Past and -- Tuesday's rate hike notwithstanding -- ongoing monetary stimulus is likely to keep the economy on an expansion path. The spread between 10-year government bonds and the cash rate had surged to over 2 percent around the middle of this year. Historically, such a surge has often been followed by rapid economic expansion.
While the first in the G-20 to raise interest rates, the RBA is not the first central bank to raise rates in this cycle. That honour goes to the Bank of Israel, which had raised interest rates back in August.
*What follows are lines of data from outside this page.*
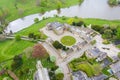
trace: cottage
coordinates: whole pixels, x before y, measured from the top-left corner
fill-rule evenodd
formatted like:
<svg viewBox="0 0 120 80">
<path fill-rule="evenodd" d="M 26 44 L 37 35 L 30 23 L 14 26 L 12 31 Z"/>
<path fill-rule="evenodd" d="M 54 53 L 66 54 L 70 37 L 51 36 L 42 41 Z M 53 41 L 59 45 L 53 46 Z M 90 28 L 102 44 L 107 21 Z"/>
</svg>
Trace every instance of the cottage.
<svg viewBox="0 0 120 80">
<path fill-rule="evenodd" d="M 65 26 L 59 22 L 52 22 L 47 24 L 47 29 L 53 30 L 57 35 L 60 35 L 64 33 Z"/>
</svg>

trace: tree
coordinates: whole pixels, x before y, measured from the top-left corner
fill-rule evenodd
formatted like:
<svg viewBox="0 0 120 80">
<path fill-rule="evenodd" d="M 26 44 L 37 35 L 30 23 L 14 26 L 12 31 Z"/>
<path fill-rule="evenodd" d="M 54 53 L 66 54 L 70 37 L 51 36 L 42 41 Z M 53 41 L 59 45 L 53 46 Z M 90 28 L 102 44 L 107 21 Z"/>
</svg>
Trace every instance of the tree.
<svg viewBox="0 0 120 80">
<path fill-rule="evenodd" d="M 35 19 L 34 19 L 34 22 L 35 22 L 35 23 L 38 23 L 38 22 L 39 22 L 39 19 L 38 19 L 38 18 L 35 18 Z"/>
<path fill-rule="evenodd" d="M 22 57 L 20 55 L 14 56 L 13 62 L 12 62 L 12 65 L 11 65 L 12 70 L 17 69 L 18 67 L 22 66 L 22 64 L 23 64 Z"/>
<path fill-rule="evenodd" d="M 45 57 L 48 57 L 48 54 L 46 49 L 41 44 L 36 44 L 33 47 L 32 56 L 34 58 L 45 58 Z"/>
<path fill-rule="evenodd" d="M 32 57 L 32 53 L 33 53 L 33 48 L 32 47 L 28 47 L 24 50 L 24 53 L 26 55 L 27 58 L 31 58 Z"/>
<path fill-rule="evenodd" d="M 118 53 L 118 57 L 120 58 L 120 52 Z"/>
<path fill-rule="evenodd" d="M 6 36 L 4 34 L 0 34 L 0 41 L 4 41 L 6 39 Z"/>
<path fill-rule="evenodd" d="M 36 6 L 40 6 L 41 0 L 36 0 Z"/>
<path fill-rule="evenodd" d="M 67 23 L 70 24 L 70 25 L 71 25 L 73 22 L 74 22 L 74 18 L 70 18 L 70 19 L 67 20 Z"/>
<path fill-rule="evenodd" d="M 63 78 L 64 78 L 63 73 L 56 74 L 56 80 L 63 80 Z"/>
<path fill-rule="evenodd" d="M 62 44 L 59 43 L 59 41 L 53 42 L 53 46 L 54 46 L 56 49 L 61 49 L 61 48 L 62 48 Z"/>
<path fill-rule="evenodd" d="M 20 17 L 23 17 L 23 13 L 24 13 L 24 10 L 22 8 L 19 8 L 18 14 L 20 15 Z"/>
<path fill-rule="evenodd" d="M 116 35 L 117 35 L 117 39 L 120 40 L 120 26 L 117 27 L 117 33 L 116 33 Z"/>
<path fill-rule="evenodd" d="M 56 61 L 56 57 L 55 56 L 50 56 L 50 61 L 51 62 L 55 62 Z"/>
<path fill-rule="evenodd" d="M 108 39 L 110 39 L 110 38 L 112 38 L 112 30 L 111 29 L 106 29 L 105 31 L 104 31 L 104 36 L 106 37 L 106 38 L 108 38 Z"/>
<path fill-rule="evenodd" d="M 20 35 L 16 35 L 16 36 L 15 36 L 15 40 L 16 40 L 16 41 L 20 41 L 20 40 L 21 40 L 21 36 L 20 36 Z"/>
</svg>

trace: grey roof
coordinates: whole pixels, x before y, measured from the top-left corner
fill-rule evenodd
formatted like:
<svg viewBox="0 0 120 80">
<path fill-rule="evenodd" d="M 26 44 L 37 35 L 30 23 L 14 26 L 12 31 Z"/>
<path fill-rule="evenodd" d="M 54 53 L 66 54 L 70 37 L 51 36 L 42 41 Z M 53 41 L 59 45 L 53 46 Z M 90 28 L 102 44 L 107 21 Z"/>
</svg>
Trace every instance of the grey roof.
<svg viewBox="0 0 120 80">
<path fill-rule="evenodd" d="M 111 67 L 113 73 L 119 72 L 120 71 L 120 61 L 110 65 L 110 67 Z"/>
<path fill-rule="evenodd" d="M 81 71 L 73 72 L 73 80 L 86 80 L 85 75 Z"/>
</svg>

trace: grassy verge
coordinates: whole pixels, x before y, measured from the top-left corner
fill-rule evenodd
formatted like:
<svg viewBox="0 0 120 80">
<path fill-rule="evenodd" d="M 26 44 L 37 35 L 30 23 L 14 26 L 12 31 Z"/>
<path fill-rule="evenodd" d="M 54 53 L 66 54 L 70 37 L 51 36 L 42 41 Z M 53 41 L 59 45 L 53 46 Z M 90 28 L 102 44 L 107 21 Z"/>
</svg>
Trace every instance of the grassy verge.
<svg viewBox="0 0 120 80">
<path fill-rule="evenodd" d="M 33 42 L 24 40 L 5 40 L 0 42 L 0 62 L 20 54 L 25 48 L 33 45 Z"/>
<path fill-rule="evenodd" d="M 80 4 L 82 1 L 83 0 L 0 0 L 0 14 L 3 12 L 6 13 L 6 19 L 12 21 L 30 14 L 57 9 L 59 5 L 62 8 L 69 7 Z"/>
</svg>

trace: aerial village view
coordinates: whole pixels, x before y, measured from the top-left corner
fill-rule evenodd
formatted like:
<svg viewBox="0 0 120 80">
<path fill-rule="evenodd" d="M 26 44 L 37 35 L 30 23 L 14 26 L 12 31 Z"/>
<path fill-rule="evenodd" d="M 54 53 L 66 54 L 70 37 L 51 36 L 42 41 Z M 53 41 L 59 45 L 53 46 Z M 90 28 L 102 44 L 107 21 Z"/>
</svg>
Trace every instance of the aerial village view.
<svg viewBox="0 0 120 80">
<path fill-rule="evenodd" d="M 0 0 L 0 80 L 120 80 L 120 0 Z"/>
</svg>

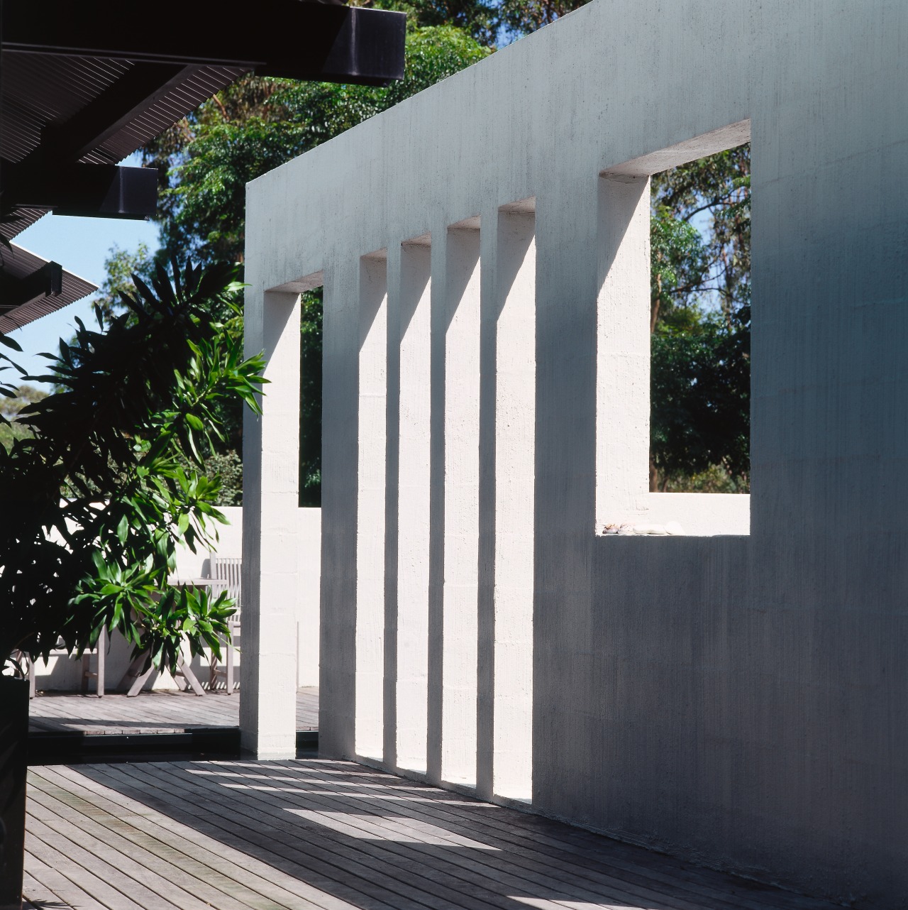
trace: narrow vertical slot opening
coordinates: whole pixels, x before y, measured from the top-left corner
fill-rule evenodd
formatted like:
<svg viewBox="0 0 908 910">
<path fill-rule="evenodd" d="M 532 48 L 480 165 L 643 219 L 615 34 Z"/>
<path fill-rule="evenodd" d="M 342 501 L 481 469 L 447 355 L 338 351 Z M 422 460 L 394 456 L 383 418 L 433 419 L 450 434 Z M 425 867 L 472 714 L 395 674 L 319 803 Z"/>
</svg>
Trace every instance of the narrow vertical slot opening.
<svg viewBox="0 0 908 910">
<path fill-rule="evenodd" d="M 357 754 L 384 757 L 388 258 L 359 260 L 357 498 Z"/>
<path fill-rule="evenodd" d="M 429 700 L 431 239 L 400 248 L 397 763 L 425 774 Z"/>
<path fill-rule="evenodd" d="M 445 253 L 445 533 L 441 775 L 475 786 L 479 629 L 479 219 Z"/>
<path fill-rule="evenodd" d="M 493 792 L 532 796 L 535 200 L 499 211 L 495 359 Z"/>
</svg>

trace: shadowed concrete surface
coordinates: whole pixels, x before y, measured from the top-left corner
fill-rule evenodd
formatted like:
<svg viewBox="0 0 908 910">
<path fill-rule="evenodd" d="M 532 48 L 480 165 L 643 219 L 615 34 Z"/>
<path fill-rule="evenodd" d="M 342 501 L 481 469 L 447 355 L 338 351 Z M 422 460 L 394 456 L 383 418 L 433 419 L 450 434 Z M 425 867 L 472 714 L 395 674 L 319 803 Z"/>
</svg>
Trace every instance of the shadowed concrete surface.
<svg viewBox="0 0 908 910">
<path fill-rule="evenodd" d="M 905 85 L 903 0 L 594 0 L 249 185 L 250 748 L 323 286 L 320 754 L 908 907 Z M 746 141 L 752 492 L 650 493 L 649 178 Z"/>
</svg>

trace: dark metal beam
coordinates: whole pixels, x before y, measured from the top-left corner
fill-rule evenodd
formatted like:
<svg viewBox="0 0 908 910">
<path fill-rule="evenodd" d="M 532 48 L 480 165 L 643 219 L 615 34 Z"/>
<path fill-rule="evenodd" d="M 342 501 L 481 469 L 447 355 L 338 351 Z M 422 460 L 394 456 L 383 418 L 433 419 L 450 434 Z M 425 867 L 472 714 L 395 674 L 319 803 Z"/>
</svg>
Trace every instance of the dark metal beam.
<svg viewBox="0 0 908 910">
<path fill-rule="evenodd" d="M 180 64 L 136 63 L 76 116 L 45 126 L 40 148 L 33 155 L 45 163 L 75 164 L 178 86 L 193 69 Z"/>
<path fill-rule="evenodd" d="M 3 209 L 50 208 L 57 215 L 143 218 L 157 210 L 158 172 L 113 165 L 37 167 L 3 162 Z"/>
<path fill-rule="evenodd" d="M 63 290 L 63 267 L 48 262 L 24 278 L 0 270 L 0 312 L 7 312 L 42 297 L 56 297 Z"/>
<path fill-rule="evenodd" d="M 63 54 L 173 64 L 244 66 L 295 79 L 384 85 L 403 77 L 402 13 L 263 0 L 242 23 L 208 0 L 183 0 L 149 21 L 147 7 L 113 0 L 3 5 L 5 53 Z"/>
</svg>

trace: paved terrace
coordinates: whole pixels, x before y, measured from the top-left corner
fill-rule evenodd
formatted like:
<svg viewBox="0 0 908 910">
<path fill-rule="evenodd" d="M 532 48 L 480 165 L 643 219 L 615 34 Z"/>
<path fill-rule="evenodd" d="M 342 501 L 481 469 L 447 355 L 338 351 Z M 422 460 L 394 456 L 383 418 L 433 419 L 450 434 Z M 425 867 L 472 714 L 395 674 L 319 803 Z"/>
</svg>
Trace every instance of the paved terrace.
<svg viewBox="0 0 908 910">
<path fill-rule="evenodd" d="M 82 732 L 103 733 L 174 733 L 193 729 L 236 727 L 239 696 L 211 693 L 148 692 L 135 698 L 124 694 L 48 693 L 32 699 L 31 733 Z M 297 692 L 297 730 L 318 730 L 318 690 Z"/>
<path fill-rule="evenodd" d="M 79 910 L 831 910 L 338 761 L 34 768 L 25 896 Z"/>
</svg>

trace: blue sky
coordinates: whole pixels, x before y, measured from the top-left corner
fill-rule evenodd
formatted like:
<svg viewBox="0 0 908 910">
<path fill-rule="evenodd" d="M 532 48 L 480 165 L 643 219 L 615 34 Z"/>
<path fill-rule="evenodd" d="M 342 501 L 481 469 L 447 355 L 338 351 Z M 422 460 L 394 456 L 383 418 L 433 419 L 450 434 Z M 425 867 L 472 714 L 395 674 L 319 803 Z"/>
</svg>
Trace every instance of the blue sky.
<svg viewBox="0 0 908 910">
<path fill-rule="evenodd" d="M 136 160 L 133 160 L 136 157 Z M 126 158 L 125 165 L 137 165 L 137 156 Z M 135 249 L 146 243 L 151 249 L 157 248 L 157 225 L 150 221 L 127 221 L 120 218 L 75 218 L 58 215 L 45 215 L 30 228 L 25 228 L 14 243 L 45 259 L 59 262 L 66 271 L 74 272 L 100 286 L 104 282 L 104 260 L 112 247 Z M 63 309 L 37 319 L 15 332 L 22 346 L 23 353 L 12 354 L 13 359 L 29 373 L 43 373 L 47 361 L 37 357 L 43 350 L 55 351 L 57 341 L 68 339 L 76 328 L 76 317 L 86 324 L 94 321 L 91 298 L 76 301 Z M 7 371 L 0 377 L 14 381 Z M 39 385 L 39 383 L 31 383 Z"/>
</svg>

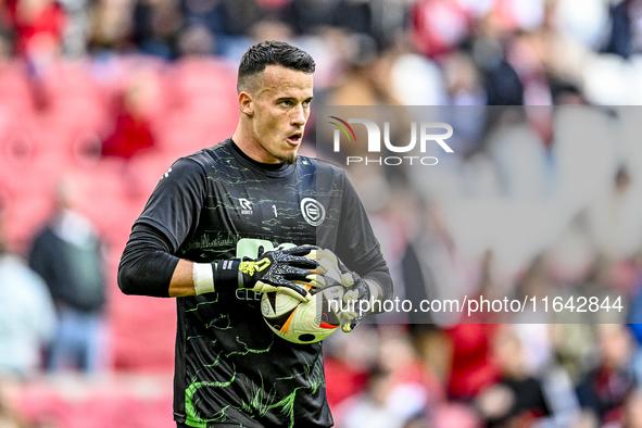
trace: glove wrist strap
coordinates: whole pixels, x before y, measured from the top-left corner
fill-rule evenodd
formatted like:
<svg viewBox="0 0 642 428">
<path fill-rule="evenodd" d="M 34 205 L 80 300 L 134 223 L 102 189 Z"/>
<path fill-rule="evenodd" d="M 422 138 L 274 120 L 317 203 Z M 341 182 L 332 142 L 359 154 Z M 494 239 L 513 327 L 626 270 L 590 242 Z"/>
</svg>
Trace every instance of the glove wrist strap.
<svg viewBox="0 0 642 428">
<path fill-rule="evenodd" d="M 214 291 L 212 266 L 209 263 L 193 263 L 192 281 L 197 295 Z"/>
<path fill-rule="evenodd" d="M 218 260 L 212 262 L 214 285 L 218 291 L 238 289 L 243 286 L 243 274 L 239 270 L 241 261 L 238 259 Z"/>
</svg>

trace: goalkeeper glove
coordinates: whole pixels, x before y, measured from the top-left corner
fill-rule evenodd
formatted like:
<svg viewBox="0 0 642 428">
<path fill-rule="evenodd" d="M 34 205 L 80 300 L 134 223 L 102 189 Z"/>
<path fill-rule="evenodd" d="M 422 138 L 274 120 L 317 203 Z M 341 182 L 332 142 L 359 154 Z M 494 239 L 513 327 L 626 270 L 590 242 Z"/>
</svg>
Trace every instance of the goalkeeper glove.
<svg viewBox="0 0 642 428">
<path fill-rule="evenodd" d="M 294 282 L 303 281 L 313 287 L 322 285 L 315 270 L 318 264 L 306 255 L 315 256 L 313 247 L 275 249 L 266 251 L 256 260 L 244 257 L 212 262 L 214 287 L 216 291 L 280 291 L 299 301 L 310 301 L 307 290 Z"/>
<path fill-rule="evenodd" d="M 372 303 L 373 293 L 370 292 L 368 284 L 362 279 L 357 273 L 350 270 L 333 252 L 330 250 L 316 250 L 315 256 L 319 263 L 320 273 L 328 272 L 328 267 L 326 267 L 328 263 L 331 263 L 339 268 L 339 272 L 341 273 L 341 284 L 347 290 L 343 293 L 343 303 L 345 304 L 345 307 L 352 307 L 353 310 L 356 307 L 361 309 L 358 302 L 363 300 Z M 345 322 L 341 325 L 343 332 L 352 331 L 365 315 L 366 314 L 356 311 L 341 312 L 341 318 Z"/>
</svg>

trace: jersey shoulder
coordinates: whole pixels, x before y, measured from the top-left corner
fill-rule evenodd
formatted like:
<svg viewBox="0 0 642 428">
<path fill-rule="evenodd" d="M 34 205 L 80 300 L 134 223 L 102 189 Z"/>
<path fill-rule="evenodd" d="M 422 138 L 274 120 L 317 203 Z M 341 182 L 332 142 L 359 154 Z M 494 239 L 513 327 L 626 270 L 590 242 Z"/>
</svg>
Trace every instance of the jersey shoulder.
<svg viewBox="0 0 642 428">
<path fill-rule="evenodd" d="M 317 176 L 331 176 L 331 177 L 336 177 L 336 178 L 341 178 L 343 179 L 343 177 L 345 176 L 345 172 L 343 171 L 343 168 L 341 168 L 340 166 L 325 161 L 323 159 L 317 159 L 317 158 L 309 158 L 309 156 L 303 156 L 300 155 L 299 156 L 301 159 L 301 163 L 309 163 L 310 165 L 312 165 L 314 168 L 316 168 L 316 174 Z"/>
<path fill-rule="evenodd" d="M 229 147 L 229 140 L 222 141 L 216 146 L 212 146 L 205 149 L 201 149 L 184 159 L 188 159 L 204 168 L 224 162 L 226 159 L 231 158 L 231 148 Z"/>
</svg>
The rate hikes from these two central banks, however, are not likely to start a widespread trend. Other central banks are likely to take their time in tightening monetary policy. The IMF's forecasts show that Australia is the only advanced economy expected to register positive growth this year while Israel's economy is expected to contract by just 0.1 percent, the smallest decline among the rest. Furthermore, the IMF also said in its report that risks to the global economic outlook remain "on the downside" and that premature exit from accommodative monetary and fiscal policies is "a particular concern".
No doubt, that concern is shared by the most important central bank of all, the Federal Reserve. At its last monetary policy meeting, it had said that economic conditions warrant "exceptionally low levels of the federal funds rate for an extended period". So don't expect interest rate hikes there.
So despite the latest move by the RBA, rate hikes by central banks are likely to remain the exception rather than the rule in the near future.